In her presentation, NYSCF Chief Business Officer Dr. Elizabeth Schwarzbach explained that the current system for testing Alzheimer’s drugs is failing because it relies on therapies that have only shown success in animal models.
“Alzheimer’s was defined over 100 years ago, and in that 100 years, we have not found any therapies that can that slow, stop, or reverse the disease.” Dr. Schwarzbach remarked. “We keep putting drugs into clinical trials knowing there is a 99.6% chance they are going to fail. This is because these drugs are developed in mouse models of disease. What brought me to NYSCF was the opportunity to work alongside researchers who are doing drug discovery in human cells.”
NYSCF Senior Vice President of Research Dr. Scott Noggle elaborated on NYSCF’s unique model of Alzheimer’s research, echoing the need to study the disease in human cells and to examine its genetic component.
“With stem cells, we can create the actual human cells affected by Alzheimer’s and see exactly how they degenerate,” Dr. Noggle explained. “Stem cells capture the genetics of the individual from which they are derived, and understanding patient genetics is helping us predict who might get the disease. We can see pathology develop in the dish in days rather than decades, letting us observe how cells from people with early-onset Alzheimer’s compare to those from people with the more common forms.”

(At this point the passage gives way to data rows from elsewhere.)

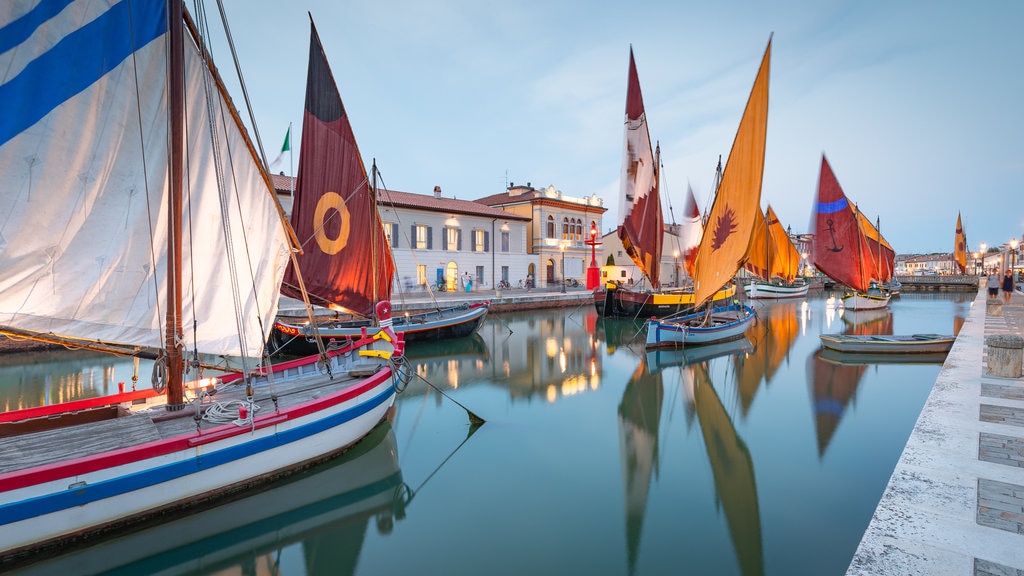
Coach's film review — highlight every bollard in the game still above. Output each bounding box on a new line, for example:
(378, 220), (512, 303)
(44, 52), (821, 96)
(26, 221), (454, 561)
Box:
(985, 334), (1024, 378)
(985, 298), (1002, 316)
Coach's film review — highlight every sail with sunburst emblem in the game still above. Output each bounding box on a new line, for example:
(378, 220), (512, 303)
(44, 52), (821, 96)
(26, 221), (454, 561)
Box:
(693, 39), (771, 305)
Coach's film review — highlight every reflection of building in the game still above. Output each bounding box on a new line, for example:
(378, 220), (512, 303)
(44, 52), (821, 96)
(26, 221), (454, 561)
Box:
(479, 307), (601, 402)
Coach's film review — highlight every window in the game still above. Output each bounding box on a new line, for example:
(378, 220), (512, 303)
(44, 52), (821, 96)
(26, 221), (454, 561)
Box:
(384, 222), (398, 248)
(444, 227), (462, 250)
(413, 224), (433, 250)
(473, 230), (490, 252)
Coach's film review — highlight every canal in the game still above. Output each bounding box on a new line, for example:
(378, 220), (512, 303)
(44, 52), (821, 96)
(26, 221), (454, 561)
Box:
(0, 292), (974, 576)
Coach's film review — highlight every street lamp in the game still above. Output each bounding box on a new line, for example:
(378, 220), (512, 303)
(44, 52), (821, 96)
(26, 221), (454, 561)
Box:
(561, 242), (565, 294)
(1010, 238), (1018, 279)
(672, 250), (679, 286)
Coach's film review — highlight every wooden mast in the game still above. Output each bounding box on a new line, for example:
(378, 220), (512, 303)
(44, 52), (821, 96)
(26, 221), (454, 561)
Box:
(164, 0), (184, 410)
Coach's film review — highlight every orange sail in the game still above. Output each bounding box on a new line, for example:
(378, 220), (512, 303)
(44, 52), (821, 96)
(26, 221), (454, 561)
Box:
(953, 212), (967, 274)
(618, 48), (665, 288)
(693, 39), (771, 305)
(281, 28), (394, 317)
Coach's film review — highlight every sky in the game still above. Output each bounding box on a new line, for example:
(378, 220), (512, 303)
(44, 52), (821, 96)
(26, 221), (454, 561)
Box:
(203, 0), (1024, 254)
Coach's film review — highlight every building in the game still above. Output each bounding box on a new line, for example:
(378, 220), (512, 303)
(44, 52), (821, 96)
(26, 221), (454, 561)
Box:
(377, 187), (534, 290)
(476, 182), (607, 286)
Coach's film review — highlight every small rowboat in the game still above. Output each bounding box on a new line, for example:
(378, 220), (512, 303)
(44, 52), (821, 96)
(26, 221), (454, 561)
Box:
(819, 334), (956, 354)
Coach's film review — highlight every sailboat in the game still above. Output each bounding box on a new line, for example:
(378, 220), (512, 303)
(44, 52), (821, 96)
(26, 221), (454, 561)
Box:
(0, 0), (403, 565)
(743, 204), (808, 298)
(273, 177), (490, 355)
(646, 39), (771, 347)
(953, 212), (967, 274)
(813, 155), (890, 310)
(594, 47), (735, 318)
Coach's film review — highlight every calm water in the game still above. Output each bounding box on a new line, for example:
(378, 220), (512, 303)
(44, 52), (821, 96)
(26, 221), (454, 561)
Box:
(0, 293), (974, 576)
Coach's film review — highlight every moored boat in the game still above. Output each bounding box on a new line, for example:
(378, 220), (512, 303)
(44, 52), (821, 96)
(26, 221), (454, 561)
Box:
(813, 155), (894, 310)
(646, 39), (771, 347)
(819, 334), (956, 354)
(0, 0), (403, 566)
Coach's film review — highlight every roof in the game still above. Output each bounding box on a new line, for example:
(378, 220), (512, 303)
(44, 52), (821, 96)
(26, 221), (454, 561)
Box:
(377, 190), (532, 222)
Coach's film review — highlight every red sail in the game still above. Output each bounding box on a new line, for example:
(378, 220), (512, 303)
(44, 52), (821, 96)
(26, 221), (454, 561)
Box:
(281, 22), (394, 317)
(618, 48), (665, 288)
(813, 155), (872, 292)
(953, 212), (967, 274)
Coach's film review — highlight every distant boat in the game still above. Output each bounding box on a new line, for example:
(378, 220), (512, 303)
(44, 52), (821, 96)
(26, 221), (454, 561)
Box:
(813, 155), (891, 310)
(743, 204), (808, 298)
(819, 334), (956, 355)
(594, 48), (735, 319)
(646, 40), (771, 347)
(953, 212), (967, 274)
(0, 7), (403, 557)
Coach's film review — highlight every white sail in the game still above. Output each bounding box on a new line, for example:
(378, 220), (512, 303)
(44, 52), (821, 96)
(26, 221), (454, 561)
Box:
(0, 0), (288, 355)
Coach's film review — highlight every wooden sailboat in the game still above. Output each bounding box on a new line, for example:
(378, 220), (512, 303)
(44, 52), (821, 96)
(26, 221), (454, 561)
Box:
(743, 204), (808, 298)
(953, 212), (967, 274)
(646, 40), (771, 347)
(594, 48), (735, 318)
(813, 155), (890, 310)
(274, 32), (489, 354)
(0, 0), (403, 565)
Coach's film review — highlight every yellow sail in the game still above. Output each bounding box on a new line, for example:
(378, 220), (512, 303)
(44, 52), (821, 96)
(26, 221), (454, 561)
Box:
(693, 39), (771, 305)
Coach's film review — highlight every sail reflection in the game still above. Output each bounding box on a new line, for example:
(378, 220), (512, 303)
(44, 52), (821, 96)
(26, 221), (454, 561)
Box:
(807, 349), (867, 458)
(11, 420), (411, 575)
(735, 300), (802, 418)
(638, 338), (761, 576)
(618, 358), (665, 574)
(691, 363), (764, 576)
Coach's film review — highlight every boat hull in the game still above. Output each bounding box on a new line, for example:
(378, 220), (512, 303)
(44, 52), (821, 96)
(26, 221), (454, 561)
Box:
(646, 304), (756, 348)
(273, 302), (490, 356)
(819, 334), (956, 355)
(843, 292), (889, 310)
(594, 285), (736, 319)
(743, 282), (810, 299)
(0, 348), (395, 564)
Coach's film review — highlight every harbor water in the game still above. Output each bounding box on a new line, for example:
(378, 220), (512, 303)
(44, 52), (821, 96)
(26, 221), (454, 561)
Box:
(0, 292), (975, 576)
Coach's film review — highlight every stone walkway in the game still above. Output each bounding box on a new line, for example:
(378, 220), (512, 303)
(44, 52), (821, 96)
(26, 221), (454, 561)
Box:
(847, 290), (1024, 576)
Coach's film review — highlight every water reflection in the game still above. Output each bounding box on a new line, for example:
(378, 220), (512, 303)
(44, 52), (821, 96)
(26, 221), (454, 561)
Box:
(11, 421), (411, 575)
(0, 348), (153, 412)
(735, 300), (804, 418)
(618, 358), (665, 574)
(638, 336), (761, 576)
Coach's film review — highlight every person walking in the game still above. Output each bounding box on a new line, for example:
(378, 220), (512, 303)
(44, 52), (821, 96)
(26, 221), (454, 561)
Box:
(988, 268), (999, 298)
(1002, 269), (1014, 304)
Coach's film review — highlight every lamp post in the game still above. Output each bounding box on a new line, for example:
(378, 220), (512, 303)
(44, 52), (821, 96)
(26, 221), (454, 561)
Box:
(1010, 238), (1018, 281)
(672, 250), (679, 286)
(584, 222), (601, 290)
(561, 242), (565, 294)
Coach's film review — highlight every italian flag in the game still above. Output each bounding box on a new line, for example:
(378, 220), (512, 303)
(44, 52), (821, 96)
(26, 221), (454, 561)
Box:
(270, 124), (292, 168)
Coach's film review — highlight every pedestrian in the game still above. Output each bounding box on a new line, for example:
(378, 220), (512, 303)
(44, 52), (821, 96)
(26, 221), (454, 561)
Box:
(1002, 269), (1014, 304)
(988, 268), (999, 298)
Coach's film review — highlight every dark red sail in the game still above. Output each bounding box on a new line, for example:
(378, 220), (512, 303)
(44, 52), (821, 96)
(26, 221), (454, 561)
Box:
(281, 24), (394, 317)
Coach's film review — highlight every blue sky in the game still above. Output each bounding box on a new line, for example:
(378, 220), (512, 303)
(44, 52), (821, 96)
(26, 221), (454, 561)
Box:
(216, 0), (1024, 253)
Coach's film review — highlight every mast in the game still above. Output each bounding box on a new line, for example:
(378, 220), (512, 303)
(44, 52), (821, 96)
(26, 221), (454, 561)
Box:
(164, 0), (184, 410)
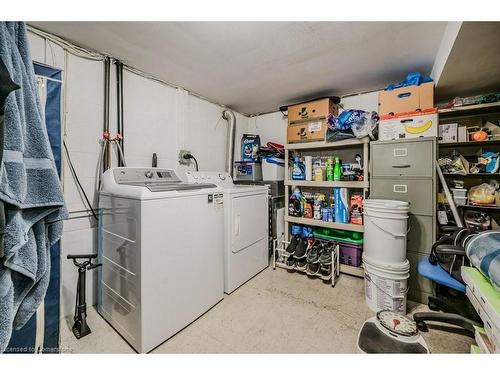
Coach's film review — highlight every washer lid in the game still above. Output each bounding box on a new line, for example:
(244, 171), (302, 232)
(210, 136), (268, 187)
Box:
(377, 310), (418, 336)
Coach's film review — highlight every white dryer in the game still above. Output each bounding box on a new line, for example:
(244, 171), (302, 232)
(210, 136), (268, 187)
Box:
(186, 172), (269, 294)
(98, 167), (224, 353)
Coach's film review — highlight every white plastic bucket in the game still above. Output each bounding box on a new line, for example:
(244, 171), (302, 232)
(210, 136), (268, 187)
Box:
(363, 199), (410, 264)
(363, 260), (410, 314)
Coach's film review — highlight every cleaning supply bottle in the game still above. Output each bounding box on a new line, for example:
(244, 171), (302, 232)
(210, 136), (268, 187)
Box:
(292, 156), (306, 180)
(326, 158), (334, 181)
(333, 156), (342, 181)
(333, 188), (349, 224)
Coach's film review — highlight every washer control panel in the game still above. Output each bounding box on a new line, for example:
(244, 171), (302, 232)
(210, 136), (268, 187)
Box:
(186, 171), (234, 187)
(113, 167), (181, 185)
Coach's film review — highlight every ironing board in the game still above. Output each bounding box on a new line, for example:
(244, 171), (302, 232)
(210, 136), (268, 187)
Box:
(461, 267), (500, 353)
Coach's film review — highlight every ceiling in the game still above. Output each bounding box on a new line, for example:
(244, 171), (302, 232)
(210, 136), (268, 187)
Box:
(30, 22), (446, 114)
(436, 22), (500, 102)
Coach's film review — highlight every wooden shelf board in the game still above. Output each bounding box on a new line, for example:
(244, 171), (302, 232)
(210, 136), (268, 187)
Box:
(285, 215), (364, 232)
(285, 137), (370, 150)
(285, 180), (370, 189)
(340, 263), (365, 277)
(458, 204), (500, 211)
(438, 102), (500, 116)
(438, 140), (500, 148)
(443, 173), (500, 178)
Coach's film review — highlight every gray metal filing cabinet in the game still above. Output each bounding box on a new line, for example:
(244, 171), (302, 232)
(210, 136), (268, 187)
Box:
(370, 137), (437, 303)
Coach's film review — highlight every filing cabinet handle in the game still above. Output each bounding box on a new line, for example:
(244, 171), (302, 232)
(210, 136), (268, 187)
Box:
(392, 164), (411, 168)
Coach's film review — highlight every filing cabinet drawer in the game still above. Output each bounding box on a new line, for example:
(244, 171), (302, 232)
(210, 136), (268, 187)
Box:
(370, 178), (435, 215)
(406, 214), (436, 254)
(370, 141), (435, 178)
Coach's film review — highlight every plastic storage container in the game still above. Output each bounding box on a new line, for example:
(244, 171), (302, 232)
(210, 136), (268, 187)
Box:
(339, 242), (363, 267)
(262, 158), (285, 181)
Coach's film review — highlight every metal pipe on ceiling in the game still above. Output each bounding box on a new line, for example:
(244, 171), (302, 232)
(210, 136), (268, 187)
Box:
(115, 61), (125, 167)
(102, 57), (111, 172)
(222, 109), (236, 177)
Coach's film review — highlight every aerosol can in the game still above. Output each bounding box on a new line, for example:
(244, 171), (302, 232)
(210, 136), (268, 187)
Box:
(333, 188), (349, 224)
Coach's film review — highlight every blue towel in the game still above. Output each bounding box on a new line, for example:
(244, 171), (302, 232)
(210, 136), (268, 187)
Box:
(0, 22), (67, 352)
(465, 230), (500, 290)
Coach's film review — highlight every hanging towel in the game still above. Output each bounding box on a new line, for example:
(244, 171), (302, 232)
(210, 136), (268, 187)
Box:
(0, 22), (67, 352)
(0, 59), (19, 259)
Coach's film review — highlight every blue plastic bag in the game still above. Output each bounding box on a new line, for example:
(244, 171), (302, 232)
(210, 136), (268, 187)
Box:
(326, 109), (379, 142)
(385, 72), (432, 91)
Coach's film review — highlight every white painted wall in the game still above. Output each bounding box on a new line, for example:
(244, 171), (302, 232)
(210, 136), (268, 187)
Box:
(340, 91), (379, 112)
(29, 33), (248, 318)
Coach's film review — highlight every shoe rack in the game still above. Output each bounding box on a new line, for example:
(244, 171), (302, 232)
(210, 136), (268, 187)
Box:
(273, 237), (340, 287)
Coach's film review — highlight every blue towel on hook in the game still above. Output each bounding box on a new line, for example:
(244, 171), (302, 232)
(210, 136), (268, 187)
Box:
(0, 22), (67, 352)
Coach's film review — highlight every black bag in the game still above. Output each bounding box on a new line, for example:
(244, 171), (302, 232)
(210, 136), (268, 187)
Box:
(429, 228), (475, 284)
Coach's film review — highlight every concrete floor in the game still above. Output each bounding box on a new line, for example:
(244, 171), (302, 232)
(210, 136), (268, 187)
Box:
(61, 268), (473, 353)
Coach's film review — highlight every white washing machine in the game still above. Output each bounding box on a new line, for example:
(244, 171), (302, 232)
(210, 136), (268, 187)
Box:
(98, 168), (224, 353)
(186, 172), (269, 294)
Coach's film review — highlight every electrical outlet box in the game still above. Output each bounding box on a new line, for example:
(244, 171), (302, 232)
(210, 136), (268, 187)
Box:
(179, 150), (191, 165)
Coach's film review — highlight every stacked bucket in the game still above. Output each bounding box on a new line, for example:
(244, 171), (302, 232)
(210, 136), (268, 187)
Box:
(363, 199), (410, 314)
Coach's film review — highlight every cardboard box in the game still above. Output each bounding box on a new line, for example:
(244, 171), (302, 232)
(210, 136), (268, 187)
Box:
(378, 108), (439, 141)
(378, 82), (434, 115)
(287, 120), (328, 143)
(288, 98), (338, 124)
(438, 123), (458, 143)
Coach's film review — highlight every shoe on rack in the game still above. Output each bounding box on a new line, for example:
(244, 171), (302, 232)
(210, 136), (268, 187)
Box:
(306, 262), (320, 275)
(318, 242), (335, 265)
(285, 235), (300, 254)
(307, 241), (323, 263)
(293, 238), (309, 259)
(319, 264), (332, 277)
(295, 259), (307, 271)
(286, 255), (295, 267)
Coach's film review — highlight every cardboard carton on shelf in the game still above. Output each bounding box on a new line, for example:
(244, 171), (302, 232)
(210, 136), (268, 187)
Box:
(287, 120), (328, 143)
(378, 82), (434, 115)
(438, 123), (458, 143)
(378, 108), (439, 141)
(288, 98), (338, 124)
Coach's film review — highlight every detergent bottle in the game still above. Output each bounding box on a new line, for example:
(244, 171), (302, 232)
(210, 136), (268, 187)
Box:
(333, 188), (349, 224)
(292, 156), (306, 180)
(333, 156), (342, 181)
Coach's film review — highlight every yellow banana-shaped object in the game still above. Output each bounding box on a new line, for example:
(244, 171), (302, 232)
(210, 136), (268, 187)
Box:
(405, 120), (432, 134)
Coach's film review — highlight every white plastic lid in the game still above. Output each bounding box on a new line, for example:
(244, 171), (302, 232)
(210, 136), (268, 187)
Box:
(363, 199), (410, 209)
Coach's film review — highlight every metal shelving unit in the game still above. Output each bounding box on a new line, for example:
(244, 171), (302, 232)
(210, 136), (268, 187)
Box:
(438, 102), (500, 228)
(285, 180), (370, 189)
(284, 137), (370, 277)
(285, 215), (364, 232)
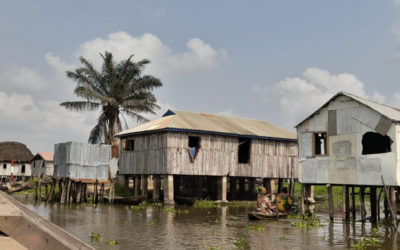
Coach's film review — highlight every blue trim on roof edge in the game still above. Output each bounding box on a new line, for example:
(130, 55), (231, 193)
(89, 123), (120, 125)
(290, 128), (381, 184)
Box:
(115, 128), (297, 142)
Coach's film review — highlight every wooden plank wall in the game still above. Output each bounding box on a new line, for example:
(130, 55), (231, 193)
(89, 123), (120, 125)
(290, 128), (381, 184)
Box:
(167, 133), (298, 178)
(120, 132), (298, 178)
(119, 133), (167, 174)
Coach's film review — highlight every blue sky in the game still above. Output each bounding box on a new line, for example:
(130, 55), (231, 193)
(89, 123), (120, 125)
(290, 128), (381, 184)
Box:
(0, 0), (400, 153)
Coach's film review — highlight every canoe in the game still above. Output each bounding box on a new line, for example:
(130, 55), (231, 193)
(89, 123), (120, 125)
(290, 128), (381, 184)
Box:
(248, 212), (290, 220)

Drs. Noggle and Schwarzbach were then joined by Professor of Alzheimer’s Disease Research Dr. Sam Gandy of the Icahn School of Medicine at Mount Sinai and patient advocates Dan Gasby and Alex Lerner for a panel discussion moderated by Ms. Solomon.
Dr. Gandy spoke about how stem cells are helping researchers overcome traditional limitations to Alzheimer’s research.
“Our biggest challenge with the disease is that we cannot predict who is going to get it,” said Dr. Gandy. “With stem cells, we can, in a sense, rebuild patients’ brains in a dish. This gives us access to the structure and function of cells that biopsies cannot provide— allowing us to apply new hypotheses.”
Mr. Gasby and Ms. Lerner have both served as caregivers for loved ones struggling with Alzheimer’s and understand the difficulties of this role as well as the need for innovative solutions.
“It is hell without the heat,” remarked Mr. Gasby. “It is something you can only truly understand if you have been through it. We need to think out-of-the-box if we want to make progress, and that is why I’m here today.”
“Families affected by Alzheimer’s often have to give up their work and change their lifestyle,” added Ms. Lerner. “We need resources for caregivers such as financial planning to help them prepare for cases in which people fall ill.”
After taking audience questions that covered topics such as the impact of environmental factors on the disease and the link between the body’s microbiome and the brain, each panelist described why they are hopeful for the future of Alzheimer’s treatment, citing advances in research and increased advocacy and awareness.
“What makes me hopeful is in this room,” said Mr. Gasby. “I believe in science. I know that 5 or 10 years from now, we are going to be in a much better place. This type of research is the final frontier, so yes, I am hopeful.”